With SNP we might get a batch of requests in a single GHCB request, and
potentially each of those requests need to get set out to userspace as 
a single KVM_HC_MAP_GPA_RANGE. The subsequent patch here handles that in
a loop by issuing a new KVM_HC_MAP_GPA_RANGE via the completion handler.
So we also sort of need to split large requests into multiple userspace
requests in some cases.

It seems like TDX should be able to do something similar by limiting the
size of each KVM_HC_MAP_GPA_RANGE to TDX_MAP_GPA_MAX_LEN, and then
returning TDG_VP_VMCALL_RETRY to guest if the original size was greater
than TDX_MAP_GPA_MAX_LEN. But at that point you're effectively done with
the entire request and can return to guest, so it actually seems a little
more straightforward than the SNP case above. E.g.

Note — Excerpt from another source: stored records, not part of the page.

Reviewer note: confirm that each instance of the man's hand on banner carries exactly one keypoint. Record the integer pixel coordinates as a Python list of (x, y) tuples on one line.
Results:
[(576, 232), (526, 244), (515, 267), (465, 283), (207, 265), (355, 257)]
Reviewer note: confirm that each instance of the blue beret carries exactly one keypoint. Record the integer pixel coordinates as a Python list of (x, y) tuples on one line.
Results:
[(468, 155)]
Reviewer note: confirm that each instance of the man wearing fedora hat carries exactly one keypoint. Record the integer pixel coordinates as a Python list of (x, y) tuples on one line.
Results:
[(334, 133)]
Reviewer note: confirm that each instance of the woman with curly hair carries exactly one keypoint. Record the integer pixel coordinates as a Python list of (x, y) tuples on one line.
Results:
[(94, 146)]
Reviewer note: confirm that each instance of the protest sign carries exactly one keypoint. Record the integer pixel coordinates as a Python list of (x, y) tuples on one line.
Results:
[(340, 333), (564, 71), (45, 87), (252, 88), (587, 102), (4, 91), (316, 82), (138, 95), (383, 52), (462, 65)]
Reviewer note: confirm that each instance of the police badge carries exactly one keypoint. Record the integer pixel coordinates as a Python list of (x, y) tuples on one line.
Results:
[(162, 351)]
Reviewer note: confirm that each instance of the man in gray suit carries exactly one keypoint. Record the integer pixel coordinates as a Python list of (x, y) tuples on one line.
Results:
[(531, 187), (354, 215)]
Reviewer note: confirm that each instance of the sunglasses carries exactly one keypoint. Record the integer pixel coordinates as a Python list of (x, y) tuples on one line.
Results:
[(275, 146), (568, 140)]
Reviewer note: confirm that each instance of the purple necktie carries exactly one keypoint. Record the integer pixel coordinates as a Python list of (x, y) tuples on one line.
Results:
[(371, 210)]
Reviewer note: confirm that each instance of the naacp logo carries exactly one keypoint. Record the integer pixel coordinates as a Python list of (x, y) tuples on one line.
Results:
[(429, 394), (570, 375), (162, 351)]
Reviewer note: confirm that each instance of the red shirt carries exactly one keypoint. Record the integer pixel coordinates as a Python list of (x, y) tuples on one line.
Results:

TDX has a 1:1 mapping
between TDG_VP_VMCALL_MAP_GPA and KVM_HC_MAP_GPA_RANGE events. (And even
similar names :))

So doesn't seem like there's a good reason to expose any of these
throttling details to userspace, in which case existing
KVM_HC_MAP_GPA_RANGE interface seems like it should be sufficient.

-Mike

> 
> 
> > 
> > > For TDX, it may also want to use KVM_HC_MAP_GPA_RANGE hypercall  to
> > > userspace via KVM_EXIT_HYPERCALL.
> > Yes, definitely.
> > 
> > Paolo
> > 
>